The Franklin County Commission unanimously approved changes to the zoning code this week after recently hearing objections raised by residents.
Suggestions made by residents to allow more public comment opportunities were rejected by the county commission. Commissioners also denied residents’ suggestions regarding increasing public notification requirements for rezonings.
In a public hearing last month, Labadie resident Patricia Schuba said residents should be allowed to make public comments on zone changes at planning commission meetings.
Second District Commissioner Mike Schatz said there is no reason to have a public hearing on rezonings before the planning commission because the county commission holds public hearings on those matters.
It would be “redundant” to have two hearings before separate boards, he added. It is appropriate to have the hearing before the county commission because it is the body that makes the final decision, Schatz added.
Schuba said she thought there would still be value in having public input at planning commission meetings. This would allow public dialogue on zone changes earlier in the process, she said.
Presiding Commissioner John Griesheimer said the commission’s legal counsel has advised that the public hearings should be before the county commission.
“Therefore, I will take his legal advice,” Griesheimer said.
The changes approved Tuesday helped make the rezoning process more straightforward. Previously, the code stated that rezonings first went before the county commission, which set a public hearing on the matter. A rezoning would then go to the planning commission for a recommendation.
It was backwards to set a public hearing date before the matter went to the planning commission, Planning Director Scottie Eagan said.
Under the code changes, rezonings now go to the planning commission first, which makes a recommendation to the county commission. Planning staff then publishes a notice of a public hearing.
At the public hearing on the changes last month, some residents asked about increasing the distance requirement for notification of zoning changes.

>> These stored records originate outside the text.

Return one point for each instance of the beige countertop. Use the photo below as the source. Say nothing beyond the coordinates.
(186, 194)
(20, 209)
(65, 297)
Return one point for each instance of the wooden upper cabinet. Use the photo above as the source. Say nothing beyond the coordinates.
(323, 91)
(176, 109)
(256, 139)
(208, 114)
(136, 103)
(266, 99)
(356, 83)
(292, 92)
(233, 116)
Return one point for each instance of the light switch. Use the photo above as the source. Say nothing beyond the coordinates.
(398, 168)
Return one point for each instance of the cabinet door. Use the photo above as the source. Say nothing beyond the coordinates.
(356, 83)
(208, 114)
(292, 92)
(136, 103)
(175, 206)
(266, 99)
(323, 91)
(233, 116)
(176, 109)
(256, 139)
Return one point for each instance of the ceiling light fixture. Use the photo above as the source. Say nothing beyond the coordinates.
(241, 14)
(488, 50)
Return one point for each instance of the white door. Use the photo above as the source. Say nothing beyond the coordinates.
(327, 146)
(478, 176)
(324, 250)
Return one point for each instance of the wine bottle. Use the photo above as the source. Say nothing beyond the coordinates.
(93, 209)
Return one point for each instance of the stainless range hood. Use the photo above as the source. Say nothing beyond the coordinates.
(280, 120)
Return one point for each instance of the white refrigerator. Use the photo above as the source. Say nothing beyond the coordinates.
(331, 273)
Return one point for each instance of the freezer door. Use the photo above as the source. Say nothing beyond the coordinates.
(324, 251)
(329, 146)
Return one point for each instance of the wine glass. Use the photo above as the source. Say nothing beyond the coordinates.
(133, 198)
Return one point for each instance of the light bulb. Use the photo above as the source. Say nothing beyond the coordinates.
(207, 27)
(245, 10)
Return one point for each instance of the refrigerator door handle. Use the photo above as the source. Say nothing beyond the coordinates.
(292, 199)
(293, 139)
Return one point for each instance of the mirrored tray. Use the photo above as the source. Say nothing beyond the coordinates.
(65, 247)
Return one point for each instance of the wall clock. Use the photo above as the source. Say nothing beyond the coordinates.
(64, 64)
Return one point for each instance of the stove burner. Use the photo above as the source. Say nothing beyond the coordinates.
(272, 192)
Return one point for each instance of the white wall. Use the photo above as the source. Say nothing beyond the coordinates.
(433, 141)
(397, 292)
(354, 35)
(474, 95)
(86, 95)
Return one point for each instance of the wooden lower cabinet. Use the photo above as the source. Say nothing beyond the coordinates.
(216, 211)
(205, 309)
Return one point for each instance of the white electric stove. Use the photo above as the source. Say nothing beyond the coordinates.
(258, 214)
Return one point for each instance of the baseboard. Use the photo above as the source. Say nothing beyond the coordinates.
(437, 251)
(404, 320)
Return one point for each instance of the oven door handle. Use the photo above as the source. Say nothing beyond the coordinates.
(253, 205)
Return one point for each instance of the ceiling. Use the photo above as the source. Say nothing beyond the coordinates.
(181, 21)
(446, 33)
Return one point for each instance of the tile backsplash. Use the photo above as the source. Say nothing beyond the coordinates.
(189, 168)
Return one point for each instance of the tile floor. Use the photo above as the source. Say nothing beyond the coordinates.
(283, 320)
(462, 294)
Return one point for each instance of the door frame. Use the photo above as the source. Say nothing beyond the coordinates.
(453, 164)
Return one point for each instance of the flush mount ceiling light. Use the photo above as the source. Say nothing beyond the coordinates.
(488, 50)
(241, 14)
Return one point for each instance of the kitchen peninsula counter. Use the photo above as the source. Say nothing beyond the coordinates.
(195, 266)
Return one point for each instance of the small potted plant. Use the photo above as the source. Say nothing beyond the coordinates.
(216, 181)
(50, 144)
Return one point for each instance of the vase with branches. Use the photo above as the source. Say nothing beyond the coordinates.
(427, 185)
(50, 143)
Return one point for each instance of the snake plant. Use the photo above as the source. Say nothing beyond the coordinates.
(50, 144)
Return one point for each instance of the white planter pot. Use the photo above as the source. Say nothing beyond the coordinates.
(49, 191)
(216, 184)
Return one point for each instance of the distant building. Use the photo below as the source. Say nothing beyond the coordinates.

Labadie resident Christine Alt said there may be times that residents who live beyond 600 feet of a proposed change should be notified.
At a minimum, state law requires that people within 600 feet of a proposed change be notified, Eagan said.
At last month’s public hearing, Schatz asked if the county could go beyond that distance. County Counselor Mark Vincent said, “Sure you can.”
But the 600-foot minimum was kept in the changes approved Tuesday.
‘“We are mirroring the state statutes,” Griesheimer said.
First District Commissioner Tim Brinker said he felt OK with the 600-foot distance requirement, saying it is a “universal” and standard distance used for notification.
Brinker added that he is unaware of any development going on that would demand a greater distance be imposed. It is not as though there has been a “groundswell” of the county’s more than 100,000 residents requesting an increase in the distance for notification, Brinker said.
Schatz said the distance requirement starts at the edge of the property. He agreed that the distance for notification could be increased but that may be a matter that people want to try to change through the state Legislature.
County Commission Circumvented?
Villa Ridge resident Eric Reichert said he was opposed to the code changes because they give too much authority to the unelected planning director to make decisions on what zoning changes should be considered.
The county commission should make those decisions since it was elected by the voters to represent the people, Reichert asserted.
“The new language gives all authority to an unelected bureaucrat to make that decision summarily,” Reichert said. “The commission is bypassed and has no responsibility. The citizens elected you to do your job.”
Schatz said, “I’m not putting a lot of stock in what Mr. Reichert says.”
Moreover, Schatz said he has great confidence in the planning director’s ability to make good decisions.
Department heads are appointed by the county commission to make decisions in their areas of expertise, Schatz added.